Wasn't the goal here to say that even though a dlsym() call with the name of a
function symbol returns a void* pointer that can be safely converted to a
pointer to function, the conversion of any other data pointers to function
pointers is still undefined behaviour? (Also, since POSIX does not promise
that the void* pointer points to any object, trying to do pretty much anything
else with that pointer is undefined behaviour too.)
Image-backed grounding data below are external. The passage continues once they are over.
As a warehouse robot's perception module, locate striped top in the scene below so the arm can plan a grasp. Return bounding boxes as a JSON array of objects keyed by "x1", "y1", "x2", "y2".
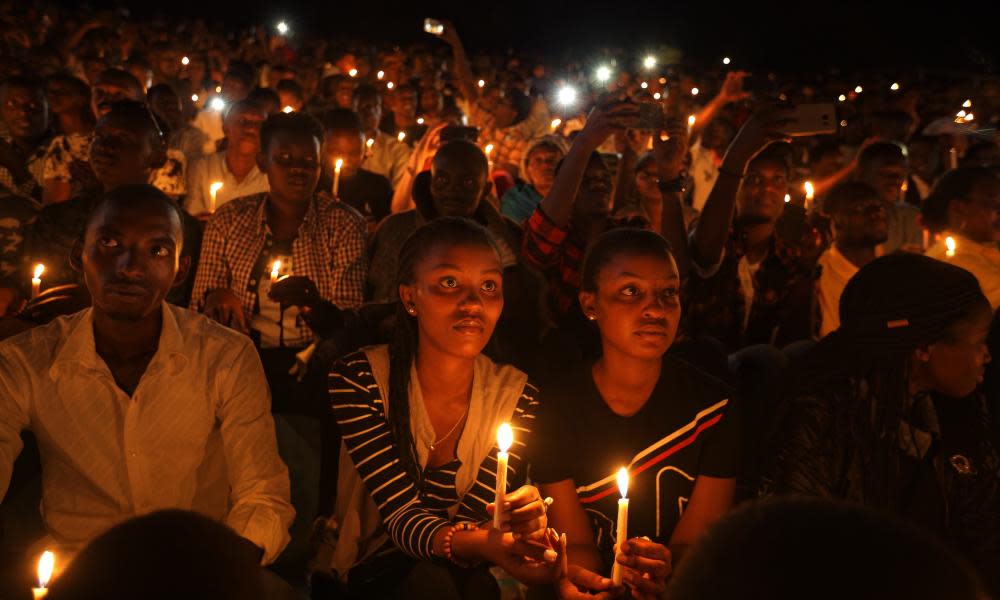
[{"x1": 329, "y1": 352, "x2": 539, "y2": 558}]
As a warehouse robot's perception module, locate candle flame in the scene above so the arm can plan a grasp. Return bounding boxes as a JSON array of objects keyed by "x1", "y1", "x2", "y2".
[
  {"x1": 38, "y1": 550, "x2": 56, "y2": 588},
  {"x1": 497, "y1": 423, "x2": 514, "y2": 452},
  {"x1": 618, "y1": 467, "x2": 628, "y2": 498}
]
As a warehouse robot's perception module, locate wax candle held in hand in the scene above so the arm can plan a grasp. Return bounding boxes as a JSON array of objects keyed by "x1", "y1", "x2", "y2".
[
  {"x1": 31, "y1": 264, "x2": 45, "y2": 300},
  {"x1": 31, "y1": 550, "x2": 56, "y2": 600},
  {"x1": 493, "y1": 423, "x2": 514, "y2": 529},
  {"x1": 611, "y1": 467, "x2": 628, "y2": 585}
]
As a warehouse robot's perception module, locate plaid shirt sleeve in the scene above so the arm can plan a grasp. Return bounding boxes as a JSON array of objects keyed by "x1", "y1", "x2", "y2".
[
  {"x1": 191, "y1": 207, "x2": 232, "y2": 310},
  {"x1": 521, "y1": 206, "x2": 567, "y2": 270},
  {"x1": 330, "y1": 205, "x2": 368, "y2": 308}
]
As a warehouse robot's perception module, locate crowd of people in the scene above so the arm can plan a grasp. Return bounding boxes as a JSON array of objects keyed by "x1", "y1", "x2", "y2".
[{"x1": 0, "y1": 3, "x2": 1000, "y2": 600}]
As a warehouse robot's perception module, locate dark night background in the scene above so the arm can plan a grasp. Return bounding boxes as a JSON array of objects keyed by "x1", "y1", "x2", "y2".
[{"x1": 76, "y1": 0, "x2": 1000, "y2": 74}]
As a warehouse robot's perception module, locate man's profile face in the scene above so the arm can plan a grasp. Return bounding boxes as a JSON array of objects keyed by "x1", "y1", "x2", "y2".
[{"x1": 82, "y1": 199, "x2": 183, "y2": 321}]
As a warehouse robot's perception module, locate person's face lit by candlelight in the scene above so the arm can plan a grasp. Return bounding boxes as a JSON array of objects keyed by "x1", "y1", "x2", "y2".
[
  {"x1": 736, "y1": 157, "x2": 788, "y2": 223},
  {"x1": 73, "y1": 185, "x2": 189, "y2": 321},
  {"x1": 222, "y1": 102, "x2": 266, "y2": 156},
  {"x1": 257, "y1": 118, "x2": 320, "y2": 204},
  {"x1": 323, "y1": 131, "x2": 365, "y2": 179},
  {"x1": 431, "y1": 141, "x2": 490, "y2": 217},
  {"x1": 580, "y1": 240, "x2": 681, "y2": 360},
  {"x1": 399, "y1": 243, "x2": 503, "y2": 358}
]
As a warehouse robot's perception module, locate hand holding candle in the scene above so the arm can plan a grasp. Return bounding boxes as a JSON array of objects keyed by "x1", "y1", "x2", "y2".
[
  {"x1": 493, "y1": 423, "x2": 514, "y2": 529},
  {"x1": 31, "y1": 550, "x2": 56, "y2": 600},
  {"x1": 31, "y1": 263, "x2": 45, "y2": 300},
  {"x1": 611, "y1": 467, "x2": 628, "y2": 585}
]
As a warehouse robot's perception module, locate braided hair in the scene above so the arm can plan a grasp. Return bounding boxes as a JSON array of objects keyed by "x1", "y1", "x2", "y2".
[
  {"x1": 790, "y1": 253, "x2": 989, "y2": 508},
  {"x1": 388, "y1": 217, "x2": 500, "y2": 482}
]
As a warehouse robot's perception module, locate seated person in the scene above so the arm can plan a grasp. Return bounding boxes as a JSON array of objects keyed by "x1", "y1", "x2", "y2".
[
  {"x1": 368, "y1": 141, "x2": 520, "y2": 302},
  {"x1": 530, "y1": 228, "x2": 740, "y2": 598},
  {"x1": 500, "y1": 137, "x2": 566, "y2": 223},
  {"x1": 25, "y1": 101, "x2": 202, "y2": 306},
  {"x1": 763, "y1": 253, "x2": 1000, "y2": 595},
  {"x1": 815, "y1": 181, "x2": 889, "y2": 338},
  {"x1": 667, "y1": 498, "x2": 986, "y2": 600},
  {"x1": 927, "y1": 167, "x2": 1000, "y2": 310},
  {"x1": 46, "y1": 510, "x2": 295, "y2": 600},
  {"x1": 0, "y1": 184, "x2": 293, "y2": 563},
  {"x1": 321, "y1": 217, "x2": 557, "y2": 599},
  {"x1": 319, "y1": 108, "x2": 392, "y2": 231},
  {"x1": 42, "y1": 69, "x2": 187, "y2": 204},
  {"x1": 191, "y1": 113, "x2": 366, "y2": 408},
  {"x1": 184, "y1": 100, "x2": 268, "y2": 215}
]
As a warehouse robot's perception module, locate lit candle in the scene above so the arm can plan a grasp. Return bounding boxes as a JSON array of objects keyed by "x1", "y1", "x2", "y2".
[
  {"x1": 208, "y1": 181, "x2": 222, "y2": 213},
  {"x1": 31, "y1": 550, "x2": 56, "y2": 600},
  {"x1": 31, "y1": 263, "x2": 45, "y2": 300},
  {"x1": 493, "y1": 423, "x2": 514, "y2": 529},
  {"x1": 333, "y1": 158, "x2": 344, "y2": 198},
  {"x1": 611, "y1": 467, "x2": 628, "y2": 585}
]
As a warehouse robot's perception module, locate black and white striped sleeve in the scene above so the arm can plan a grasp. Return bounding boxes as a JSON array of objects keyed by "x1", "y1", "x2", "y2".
[
  {"x1": 456, "y1": 383, "x2": 539, "y2": 523},
  {"x1": 329, "y1": 352, "x2": 450, "y2": 558}
]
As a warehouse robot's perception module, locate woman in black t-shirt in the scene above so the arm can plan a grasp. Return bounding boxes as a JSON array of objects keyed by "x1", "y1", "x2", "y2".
[{"x1": 531, "y1": 229, "x2": 738, "y2": 598}]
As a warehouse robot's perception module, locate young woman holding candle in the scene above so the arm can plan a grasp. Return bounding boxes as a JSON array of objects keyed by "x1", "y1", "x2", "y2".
[
  {"x1": 323, "y1": 218, "x2": 558, "y2": 598},
  {"x1": 531, "y1": 229, "x2": 739, "y2": 598}
]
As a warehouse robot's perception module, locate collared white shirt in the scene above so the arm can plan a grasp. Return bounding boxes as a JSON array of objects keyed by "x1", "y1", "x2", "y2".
[
  {"x1": 361, "y1": 131, "x2": 410, "y2": 189},
  {"x1": 184, "y1": 152, "x2": 271, "y2": 215},
  {"x1": 927, "y1": 231, "x2": 1000, "y2": 310},
  {"x1": 0, "y1": 304, "x2": 295, "y2": 562}
]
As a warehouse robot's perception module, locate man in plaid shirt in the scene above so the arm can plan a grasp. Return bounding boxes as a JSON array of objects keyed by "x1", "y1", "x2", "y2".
[{"x1": 191, "y1": 113, "x2": 366, "y2": 349}]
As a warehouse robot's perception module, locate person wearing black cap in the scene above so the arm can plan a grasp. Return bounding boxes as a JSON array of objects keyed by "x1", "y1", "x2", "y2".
[{"x1": 763, "y1": 253, "x2": 1000, "y2": 591}]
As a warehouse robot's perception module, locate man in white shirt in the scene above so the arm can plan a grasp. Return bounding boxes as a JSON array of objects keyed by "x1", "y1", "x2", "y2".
[
  {"x1": 184, "y1": 100, "x2": 269, "y2": 215},
  {"x1": 0, "y1": 185, "x2": 294, "y2": 563},
  {"x1": 816, "y1": 181, "x2": 889, "y2": 338},
  {"x1": 354, "y1": 85, "x2": 410, "y2": 189},
  {"x1": 927, "y1": 167, "x2": 1000, "y2": 310}
]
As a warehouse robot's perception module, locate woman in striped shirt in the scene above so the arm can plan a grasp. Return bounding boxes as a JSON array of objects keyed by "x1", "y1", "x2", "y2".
[{"x1": 324, "y1": 218, "x2": 558, "y2": 598}]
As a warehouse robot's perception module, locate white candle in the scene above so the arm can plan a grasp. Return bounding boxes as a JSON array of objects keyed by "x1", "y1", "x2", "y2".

> If a pointer to a function type is converted to
> a pointer to void and then to a pointer to an object or an incomplete
> type the behaviour is undefined.
Doesn't that imply that it's safe to convert a pointer to function to a pointer
to void, as long as the pointer is not subsequently converted to some other
pointer type? Is it meant to imply that it's OK for a portable POSIX
application to take the address of an arbitrary function and convert it to
void* and back? That's much more than C promises, and more than dlsym() needs
(unless there's a requirement that it must be possible to implement dlsym() in
portable C).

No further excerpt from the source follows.